Under the MPP program, people who seek asylum at ports of entry on the southern border can be removed to Mexico while they wait for a hearing in an immigration court located in the United States. These are people who would normally be processed through expedited removal, a form of summary deportation created by Congress in 1996. As Congress ramped up deportations with expedited removal, it took care to ensure that the United States complied with domestic and international law by requiring that asylum officers screen people for a fear of persecution. Those who pass this “credible fear” interview await their immigration court dates in the United States.
When the Trump administration created the MPP program, it was also conscious of this obligation and gestured at compliance by creating a novel process to screen people for a fear of return to Mexico. The federal officers who are charged with administering this process now argue that the MPP fear-screening “virtually guarantees” a violation of U.S. non-refoulement obligations. They point to two problems.
First, under the MPP program, those who arrive at a port of entry to seek asylum must affirmatively state that they fear persecution in Mexico, instead of being asked about it, as they are under expedited removal procedures. The asylum officers observe in their brief that “most asylum seekers ... would not volunteer” a fear of persecution. These officers are a valuable authority on this point, since they are trained to elicit this information and spend much of their time doing so. The government guarantees applicants that officers “will know that it may be difficult” for asylum seekers to “talk about traumatic and painful experiences,” which seems inconsistent with a requirement that people affirmatively claim protection that they may not know they are entitled to.
Second, the MPP program requires that asylum seekers who fear return to Mexico meet an elevated evidentiary standard. The asylum officers argue that this “more likely than not” standard of proof is inappropriate for interviews conducted at the border. This standard applies in some fear-based claims made in immigration court, where people receive a full evidentiary hearing. In credible fear interviews, where people don’t receive the full protections of an evidentiary hearing and haven’t had time to gather evidence and witnesses, much lower standards typically apply—with the understanding that more rigorous standards will apply later in court. “The standards of proof differ across stages for a reason,” observe the asylum officers, and a “more likely than not” standard applied in MPP interviews, which have even fewer protections than credible fear screenings, “all but ensures violation of the non-refoulement obligation.”
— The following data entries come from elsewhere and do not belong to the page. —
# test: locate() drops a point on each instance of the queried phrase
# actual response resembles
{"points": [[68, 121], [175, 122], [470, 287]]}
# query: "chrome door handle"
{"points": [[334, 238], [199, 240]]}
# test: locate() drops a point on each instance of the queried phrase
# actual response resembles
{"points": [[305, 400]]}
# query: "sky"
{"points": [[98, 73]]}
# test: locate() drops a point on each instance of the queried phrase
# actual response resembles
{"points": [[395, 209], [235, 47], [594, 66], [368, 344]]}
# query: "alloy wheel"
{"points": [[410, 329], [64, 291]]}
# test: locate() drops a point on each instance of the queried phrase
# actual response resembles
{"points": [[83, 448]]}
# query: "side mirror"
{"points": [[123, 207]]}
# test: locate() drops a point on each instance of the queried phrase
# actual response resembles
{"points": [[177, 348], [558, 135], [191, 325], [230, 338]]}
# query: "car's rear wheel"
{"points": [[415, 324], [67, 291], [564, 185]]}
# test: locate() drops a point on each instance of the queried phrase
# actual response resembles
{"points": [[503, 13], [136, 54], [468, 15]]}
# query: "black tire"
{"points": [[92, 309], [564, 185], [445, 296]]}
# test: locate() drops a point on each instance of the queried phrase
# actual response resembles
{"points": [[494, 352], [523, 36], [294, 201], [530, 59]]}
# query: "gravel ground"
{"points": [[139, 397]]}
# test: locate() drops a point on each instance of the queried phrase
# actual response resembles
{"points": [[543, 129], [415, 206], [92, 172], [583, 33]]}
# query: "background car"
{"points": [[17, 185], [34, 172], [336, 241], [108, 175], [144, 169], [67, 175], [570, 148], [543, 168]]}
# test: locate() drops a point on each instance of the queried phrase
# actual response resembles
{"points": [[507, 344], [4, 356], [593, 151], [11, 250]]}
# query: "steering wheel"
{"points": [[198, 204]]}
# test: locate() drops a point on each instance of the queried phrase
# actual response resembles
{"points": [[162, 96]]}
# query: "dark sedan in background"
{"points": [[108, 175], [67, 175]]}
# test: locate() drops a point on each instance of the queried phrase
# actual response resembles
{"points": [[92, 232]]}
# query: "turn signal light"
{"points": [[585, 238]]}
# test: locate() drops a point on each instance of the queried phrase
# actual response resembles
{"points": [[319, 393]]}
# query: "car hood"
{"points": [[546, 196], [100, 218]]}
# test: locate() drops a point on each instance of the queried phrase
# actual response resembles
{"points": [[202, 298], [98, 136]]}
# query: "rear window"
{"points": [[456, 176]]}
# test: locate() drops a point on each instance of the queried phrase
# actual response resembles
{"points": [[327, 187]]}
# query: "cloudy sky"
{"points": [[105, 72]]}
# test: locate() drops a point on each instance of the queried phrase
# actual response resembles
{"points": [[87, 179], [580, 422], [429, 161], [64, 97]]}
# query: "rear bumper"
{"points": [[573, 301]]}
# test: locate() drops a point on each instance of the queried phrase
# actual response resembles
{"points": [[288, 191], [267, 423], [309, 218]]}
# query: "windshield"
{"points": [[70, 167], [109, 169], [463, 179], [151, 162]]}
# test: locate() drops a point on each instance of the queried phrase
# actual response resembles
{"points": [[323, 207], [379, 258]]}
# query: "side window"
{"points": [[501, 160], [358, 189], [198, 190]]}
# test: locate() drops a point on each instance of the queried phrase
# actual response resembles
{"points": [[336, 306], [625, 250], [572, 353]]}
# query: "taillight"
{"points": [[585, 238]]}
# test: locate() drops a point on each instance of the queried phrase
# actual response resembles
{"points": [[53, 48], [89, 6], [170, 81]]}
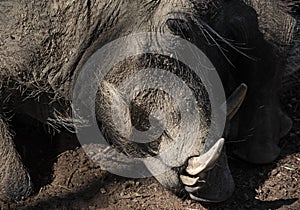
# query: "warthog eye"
{"points": [[208, 9]]}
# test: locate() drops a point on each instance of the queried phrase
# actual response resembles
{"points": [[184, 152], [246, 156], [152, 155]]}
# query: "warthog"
{"points": [[45, 44]]}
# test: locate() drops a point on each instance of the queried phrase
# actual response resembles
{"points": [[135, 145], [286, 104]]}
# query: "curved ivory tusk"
{"points": [[189, 181], [206, 161], [235, 101]]}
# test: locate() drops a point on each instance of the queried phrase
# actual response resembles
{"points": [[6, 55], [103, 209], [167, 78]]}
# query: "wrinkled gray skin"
{"points": [[43, 45]]}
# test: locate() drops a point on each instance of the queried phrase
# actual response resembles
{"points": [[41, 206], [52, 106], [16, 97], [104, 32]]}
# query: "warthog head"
{"points": [[151, 97]]}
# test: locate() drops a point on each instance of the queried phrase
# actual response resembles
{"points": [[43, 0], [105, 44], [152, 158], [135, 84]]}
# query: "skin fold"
{"points": [[44, 44]]}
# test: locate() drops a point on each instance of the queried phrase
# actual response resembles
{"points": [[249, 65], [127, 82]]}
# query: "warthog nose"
{"points": [[178, 26]]}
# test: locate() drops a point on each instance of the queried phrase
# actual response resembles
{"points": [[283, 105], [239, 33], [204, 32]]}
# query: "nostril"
{"points": [[178, 26]]}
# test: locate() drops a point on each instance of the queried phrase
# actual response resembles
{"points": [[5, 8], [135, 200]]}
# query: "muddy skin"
{"points": [[43, 46]]}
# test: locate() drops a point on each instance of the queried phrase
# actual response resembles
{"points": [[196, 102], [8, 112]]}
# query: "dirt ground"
{"points": [[65, 178]]}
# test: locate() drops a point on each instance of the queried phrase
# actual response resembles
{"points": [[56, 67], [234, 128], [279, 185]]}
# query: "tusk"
{"points": [[235, 101], [189, 181], [206, 161]]}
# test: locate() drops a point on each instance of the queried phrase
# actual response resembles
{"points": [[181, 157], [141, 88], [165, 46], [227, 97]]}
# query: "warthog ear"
{"points": [[276, 25], [113, 111]]}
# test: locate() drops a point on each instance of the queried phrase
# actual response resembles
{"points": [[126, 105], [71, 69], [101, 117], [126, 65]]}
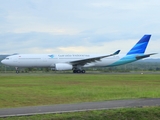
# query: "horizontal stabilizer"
{"points": [[144, 56], [140, 46]]}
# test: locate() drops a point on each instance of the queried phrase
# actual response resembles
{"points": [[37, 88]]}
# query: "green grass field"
{"points": [[17, 90]]}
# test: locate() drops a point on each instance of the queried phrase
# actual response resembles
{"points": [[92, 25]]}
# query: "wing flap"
{"points": [[90, 60]]}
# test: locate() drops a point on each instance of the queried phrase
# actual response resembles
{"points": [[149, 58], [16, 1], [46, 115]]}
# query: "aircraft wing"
{"points": [[89, 60]]}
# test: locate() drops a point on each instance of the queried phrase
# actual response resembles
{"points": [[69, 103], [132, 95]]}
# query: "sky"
{"points": [[78, 26]]}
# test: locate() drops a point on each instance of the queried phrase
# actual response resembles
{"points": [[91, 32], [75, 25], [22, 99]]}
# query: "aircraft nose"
{"points": [[3, 61]]}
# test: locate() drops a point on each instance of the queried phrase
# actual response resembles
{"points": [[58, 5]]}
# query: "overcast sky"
{"points": [[77, 26]]}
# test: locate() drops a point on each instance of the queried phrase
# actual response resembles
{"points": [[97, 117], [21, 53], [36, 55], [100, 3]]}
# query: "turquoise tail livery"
{"points": [[136, 53]]}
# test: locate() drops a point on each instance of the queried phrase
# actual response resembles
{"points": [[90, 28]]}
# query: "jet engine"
{"points": [[62, 66]]}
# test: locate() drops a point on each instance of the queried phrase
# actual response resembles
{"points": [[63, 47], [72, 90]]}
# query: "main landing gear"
{"points": [[79, 71]]}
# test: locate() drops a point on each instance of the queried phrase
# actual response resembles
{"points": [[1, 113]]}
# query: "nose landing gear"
{"points": [[79, 71], [17, 71]]}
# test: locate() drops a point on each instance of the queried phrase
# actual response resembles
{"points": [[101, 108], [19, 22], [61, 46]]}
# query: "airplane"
{"points": [[77, 62]]}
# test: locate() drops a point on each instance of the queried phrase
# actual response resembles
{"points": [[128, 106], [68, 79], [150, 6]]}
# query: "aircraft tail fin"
{"points": [[140, 46]]}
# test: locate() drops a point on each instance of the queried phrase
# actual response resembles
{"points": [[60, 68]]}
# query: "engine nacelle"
{"points": [[62, 66]]}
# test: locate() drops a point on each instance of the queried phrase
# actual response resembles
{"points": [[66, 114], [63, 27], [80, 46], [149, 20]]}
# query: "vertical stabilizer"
{"points": [[140, 46]]}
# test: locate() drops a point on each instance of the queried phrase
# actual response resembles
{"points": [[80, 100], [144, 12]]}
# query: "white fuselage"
{"points": [[48, 60]]}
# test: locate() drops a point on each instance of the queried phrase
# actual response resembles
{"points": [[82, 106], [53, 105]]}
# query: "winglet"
{"points": [[117, 52]]}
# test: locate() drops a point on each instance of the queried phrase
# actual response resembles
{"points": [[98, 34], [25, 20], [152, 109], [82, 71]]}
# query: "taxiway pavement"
{"points": [[62, 108]]}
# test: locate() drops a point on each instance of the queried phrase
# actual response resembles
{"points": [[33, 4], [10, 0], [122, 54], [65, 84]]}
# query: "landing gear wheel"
{"points": [[83, 71]]}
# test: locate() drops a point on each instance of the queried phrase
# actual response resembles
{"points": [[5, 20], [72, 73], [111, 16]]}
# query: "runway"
{"points": [[62, 108]]}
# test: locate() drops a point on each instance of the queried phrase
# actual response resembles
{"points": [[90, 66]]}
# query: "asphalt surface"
{"points": [[62, 108]]}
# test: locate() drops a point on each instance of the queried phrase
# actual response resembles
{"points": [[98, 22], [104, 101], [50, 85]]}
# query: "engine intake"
{"points": [[62, 66]]}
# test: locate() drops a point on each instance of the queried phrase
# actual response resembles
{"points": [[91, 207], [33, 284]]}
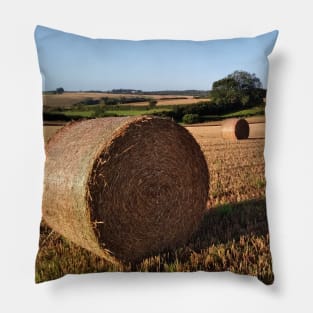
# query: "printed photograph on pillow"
{"points": [[154, 155]]}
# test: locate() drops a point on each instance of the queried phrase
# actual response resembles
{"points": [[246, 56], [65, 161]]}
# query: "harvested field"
{"points": [[189, 100], [69, 99], [232, 237]]}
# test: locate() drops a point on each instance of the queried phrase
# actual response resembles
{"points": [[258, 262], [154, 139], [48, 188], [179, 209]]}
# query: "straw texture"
{"points": [[125, 188]]}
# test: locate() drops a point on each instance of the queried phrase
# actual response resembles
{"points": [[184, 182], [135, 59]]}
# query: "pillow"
{"points": [[154, 155]]}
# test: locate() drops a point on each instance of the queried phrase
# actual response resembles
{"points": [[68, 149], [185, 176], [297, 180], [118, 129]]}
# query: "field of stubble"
{"points": [[232, 237]]}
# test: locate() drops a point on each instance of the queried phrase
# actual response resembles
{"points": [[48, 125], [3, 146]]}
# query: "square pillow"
{"points": [[154, 155]]}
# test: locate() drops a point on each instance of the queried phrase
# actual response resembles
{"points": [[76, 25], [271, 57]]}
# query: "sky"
{"points": [[79, 63]]}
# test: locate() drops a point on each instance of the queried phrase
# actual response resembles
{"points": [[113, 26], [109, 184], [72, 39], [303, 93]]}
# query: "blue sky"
{"points": [[79, 63]]}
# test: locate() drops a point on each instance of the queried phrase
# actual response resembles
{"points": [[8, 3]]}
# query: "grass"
{"points": [[233, 235]]}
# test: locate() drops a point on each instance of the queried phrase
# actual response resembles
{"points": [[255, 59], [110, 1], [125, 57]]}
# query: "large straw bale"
{"points": [[124, 188]]}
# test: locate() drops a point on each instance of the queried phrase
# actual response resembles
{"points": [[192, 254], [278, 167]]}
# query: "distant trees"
{"points": [[59, 90], [239, 89]]}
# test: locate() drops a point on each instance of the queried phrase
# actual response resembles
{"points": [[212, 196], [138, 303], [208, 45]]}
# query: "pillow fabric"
{"points": [[154, 155]]}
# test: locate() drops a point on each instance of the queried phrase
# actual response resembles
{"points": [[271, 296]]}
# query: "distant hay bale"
{"points": [[124, 188], [235, 128]]}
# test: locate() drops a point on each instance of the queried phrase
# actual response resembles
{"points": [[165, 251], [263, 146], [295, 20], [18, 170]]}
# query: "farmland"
{"points": [[69, 99], [233, 235]]}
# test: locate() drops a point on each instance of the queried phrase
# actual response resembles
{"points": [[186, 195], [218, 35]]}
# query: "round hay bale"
{"points": [[125, 188], [235, 128]]}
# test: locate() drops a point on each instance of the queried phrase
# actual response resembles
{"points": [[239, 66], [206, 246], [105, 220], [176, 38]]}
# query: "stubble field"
{"points": [[232, 237]]}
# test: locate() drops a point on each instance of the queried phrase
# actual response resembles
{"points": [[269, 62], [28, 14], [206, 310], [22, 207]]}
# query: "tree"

The asylum officers also argue that the MPP program worsens existing backlogs in courts and asylum offices. Their perspective on this point matters because they have daily experience with the challenges of quickly processing many asylum cases with limited resources. The expedited removal process, they say, strikes the right balance between protecting those who have viable persecution claims and removing those who do not. By putting more people’s cases directly onto immigration court dockets, the MPP program “adds to the already overwhelming burden on our country’s immigration judges[.]” And by diverting officers from expedited removal to MPP interviews, the program delays the removal of people unlikely to pass a credible fear interview and the approval of valid claims.
These officers join several other groups opposing the policy in the Ninth Circuit. Several former national security, diplomatic, and immigration officials, including former Director of National Intelligence James Clapper and former Secretary of Homeland Janet Napolitano, also submitted a brief criticizing the policy, as did the U.N. high commissioner for refugees. The Ninth Circuit panel that temporarily stayed a lower court order to halt the policy is considering whether to vacate that order. The parties are still submitting written arguments, and oral argument has not been scheduled.